42,000 years ago, the sea was 55 m lower than in 2016, and the cave was 2.8 km from the sea. 22,000 years ago, during the Last Glacial Maximum, the sea level was 121 m lower than in 2016 and Jerimalai was 3.5 km from the shore. During the glacial age, the descent from the cave to the coastline was much steeper, which explains why the cave was little used at that time.

== Findings ==

=== Background ===
Since 2005, several archaeological findings dating back more than 42,000 years have been made in the cave. The age of the findings was determined using radiocarbon dating. However, some findings might be older, as their level of Carbon-14 is below the detection limit.

The inhabitants of the cave fed on turtles, tuna and giant rats (probably Coryphomys buehleri). Archaeologists also believe some stones and shells were used as jewelry.

Tools found in Jerimalai are similar to findings in the Liang Bua cave attributed to Homo floresiensis, who lived on the nearby island of Flores until 50,000 years ago. The high similarity has prompted questions about whether tools in Liang Bua were made by Homo sapiens, and not by Homo floresiensis.

=== Fishing ===

The fish remains found in Jerimalai are the oldest evidence of fishing far from the shore. In addition, a fish hook believed to be between 16,000 and 23,000 years old was discovered. The four inches long hook is made from the shell of a marine snail. The hook was used to catch fish in the coastal waters, which at the time were rich in coral reef fish.

The high advancement of fishing technique for the time can be explained by the lack of land animals on Timor in that era. 40,000 years ago, rodents and reptiles were the only land species available to the inhabitants of Timor.

=== Jewelry ===

Five pieces of jewelry were also found, made from the shell of Nautilus pompilius and stained with ocher. They had small tiles and drilled holes. Since nautiluses are usually caught at depths of 150 m or more, it is believed that the shells were collected washed up on the beach. This would also explain why among the thousands of shell fragments (about 50 kg of material was collected during the excavation) only 268 belong to Nautilus pompilius. It is believed that the jewelry made of nautilus shells had a great cultural significance.

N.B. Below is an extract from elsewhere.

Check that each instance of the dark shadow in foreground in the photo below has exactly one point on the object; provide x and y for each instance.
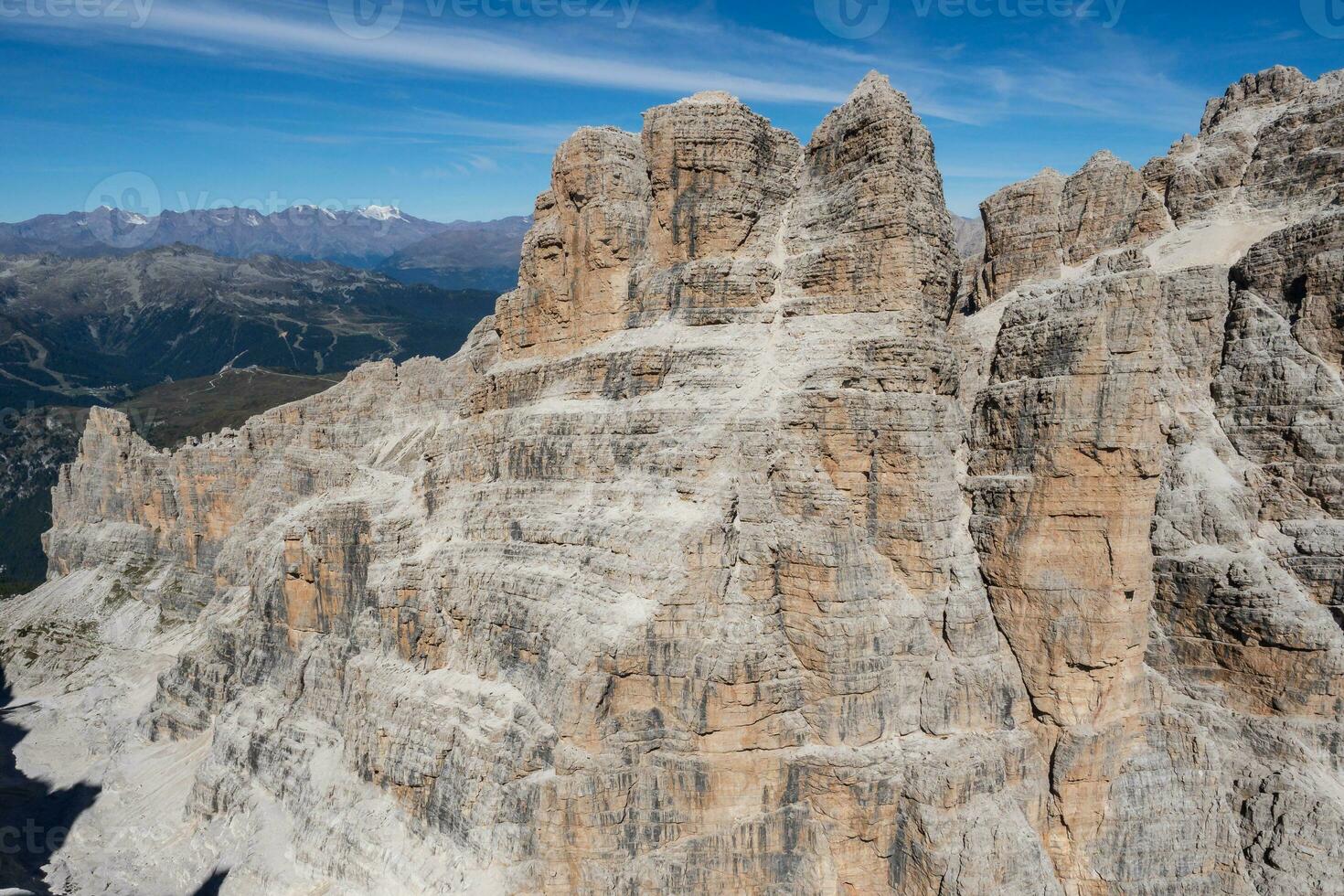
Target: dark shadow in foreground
(34, 818)
(212, 884)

=== Migration to Australia ===

The findings corroborate the theory that the anatomically modern man spread from Asia to Australia on the South route over the Lesser Sunda Islands and not on the northern route via Borneo, Sulawesi and New Guinea. Earlier findings on the islands of the southern route were too young to prove that the southern route was the propagation path.

=== Avifauna ===

Jerimalai also preserves fossils of birds. With the exception of an undescribed species of Grus, all the avian remains represent taxa still extant in the present.